La qualification de produits de sécurité vient en complément de la certification Critères Communs. Légalement, elle fait l’objet du chapitre III du décret n° 2010-112 du 2 février 2010 pris pour l’application des articles 9, 10 et 12 de l’ordonnance n° 20005-1516 du 8 décembre 2005 relative aux échanges électroniques entre les autorités administratives et les usagers. Une qualification permet d’attester de la conformité d’un produit de sécurité au RGS (Référentiel Général de Sécurité). Ce document et ses nombreuses annexes définissent un ensemble de règles de sécurité qui s’imposent aux administrations dans la sécurisation de leurs systèmes d’information.

La qualification prévoit trois niveaux de qualification, un niveau élémentaire, un niveau standard et un niveau renforcé. Là encore, c’est l’ANSSI qui suit les dossiers de qualification et les attestations de qualification. La procédure au niveau standard et au niveau renforcé s’appuie sur les critères communs, cependant, l’ANSSI procède à des contrôles complémentaires : d’une part, elle valide elle-même la cible de sécurité au regard des besoins de l’administration. D’autre part, elle réalise ou fait réaliser des tests sur les algorithmes cryptographiques et leur implémentation. L’ensemble des algorithmes décrits dans la cible et rendant un service de sécurité fera l’objet d’une analyse et de tests (c’est-à-dire d’attaques), afin de s’assurer de leur robustesse.

La qualification d’un service selon le RGS

En plus de la qualification de produit, l’ANSSI prend en considération la qualification de services de sécurité et de confiance : lorsque l’on opère un service, il n’est pas suffisant d’utiliser du matériel certifié ou même qualifié, il est également nécessaire de l’opérer dans de bonnes conditions de sécurité. De fait, la qualification des prestataires de services de confiance fait l’objet du chapitre IV du décret n° 2010-112 du 2 février 2010 pris pour l’application des articles 9, 10 et 12 de l’ordonnance n° 20005-1516 du 8 décembre 2005 relative aux échanges électroniques entre les autorités administratives et les usagers. Elle permet d’attester de la conformité d’un prestataire de services de confiance aux règles du RGS qui lui sont applicables.
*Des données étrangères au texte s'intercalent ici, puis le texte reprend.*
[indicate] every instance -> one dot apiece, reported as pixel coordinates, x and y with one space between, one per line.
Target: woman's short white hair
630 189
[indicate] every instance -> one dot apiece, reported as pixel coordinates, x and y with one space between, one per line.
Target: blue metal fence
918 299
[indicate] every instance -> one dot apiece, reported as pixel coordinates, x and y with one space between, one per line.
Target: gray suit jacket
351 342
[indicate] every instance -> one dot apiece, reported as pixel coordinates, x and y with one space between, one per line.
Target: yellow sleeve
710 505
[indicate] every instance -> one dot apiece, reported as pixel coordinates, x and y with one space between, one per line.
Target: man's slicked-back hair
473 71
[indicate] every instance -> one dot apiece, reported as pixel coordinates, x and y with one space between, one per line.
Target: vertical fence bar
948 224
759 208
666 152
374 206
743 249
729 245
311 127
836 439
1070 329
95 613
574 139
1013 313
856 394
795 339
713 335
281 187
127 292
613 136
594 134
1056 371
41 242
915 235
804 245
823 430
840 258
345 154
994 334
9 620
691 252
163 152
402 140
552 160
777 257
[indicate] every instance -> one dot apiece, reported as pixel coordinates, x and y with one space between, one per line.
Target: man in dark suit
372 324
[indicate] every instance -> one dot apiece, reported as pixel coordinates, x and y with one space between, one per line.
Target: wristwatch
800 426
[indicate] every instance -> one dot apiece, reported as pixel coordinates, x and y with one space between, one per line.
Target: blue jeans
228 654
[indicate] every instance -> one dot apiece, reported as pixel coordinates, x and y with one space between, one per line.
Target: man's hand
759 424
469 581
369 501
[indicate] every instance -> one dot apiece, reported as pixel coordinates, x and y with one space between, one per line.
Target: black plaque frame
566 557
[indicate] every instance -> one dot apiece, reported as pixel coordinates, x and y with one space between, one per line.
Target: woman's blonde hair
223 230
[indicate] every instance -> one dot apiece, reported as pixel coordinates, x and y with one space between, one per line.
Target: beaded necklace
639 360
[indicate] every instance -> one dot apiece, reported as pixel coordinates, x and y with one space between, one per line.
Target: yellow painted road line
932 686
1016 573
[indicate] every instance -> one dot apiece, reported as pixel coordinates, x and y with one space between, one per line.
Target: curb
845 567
La qualification prévoit trois niveaux de sécurité (*), (**) ou (***).

Une fois le niveau déterminé, le prestataire de service est alors audité par un organisme accrédité. À ce jour, seul le LSTI a reçu cette accréditation. Le décret précité (article 4) prévoit que le recours à des prestataires de services de confiance qualifiés soit la règle générale pour les administrations, les exceptions devant être justifiées.

Les qualifications en matière de preuve électronique

Par ailleurs, il existe deux autres schémas de qualification de service spécifiques au domaine de la preuve électronique :

L’un est relatif aux prestataires de services de certification électronique au sens du décret n° 2001-272 (dit « signature électronique ») et décrit dans l’arrêté du 26 juillet 2004. Cet arrêté encadre et définit la reconnaissance de la qualification des prestataires de services de certification électronique aptes à délivrer des certificats qualifiés permettant une signature électronique présumée fiable.

L’autre est relatif aux prestataires de services d’horodatage électronique au sens du décret n° 2011-434 (dit « horodatage électronique ») et décrit dans l’arrêté du 20 avril 2011. Cet arrêté encadre et définit la reconnaissance de la qualification des prestataires de services d’horodatage électronique aptes à mettre en œuvre un procédé d’horodatage présumé fiable.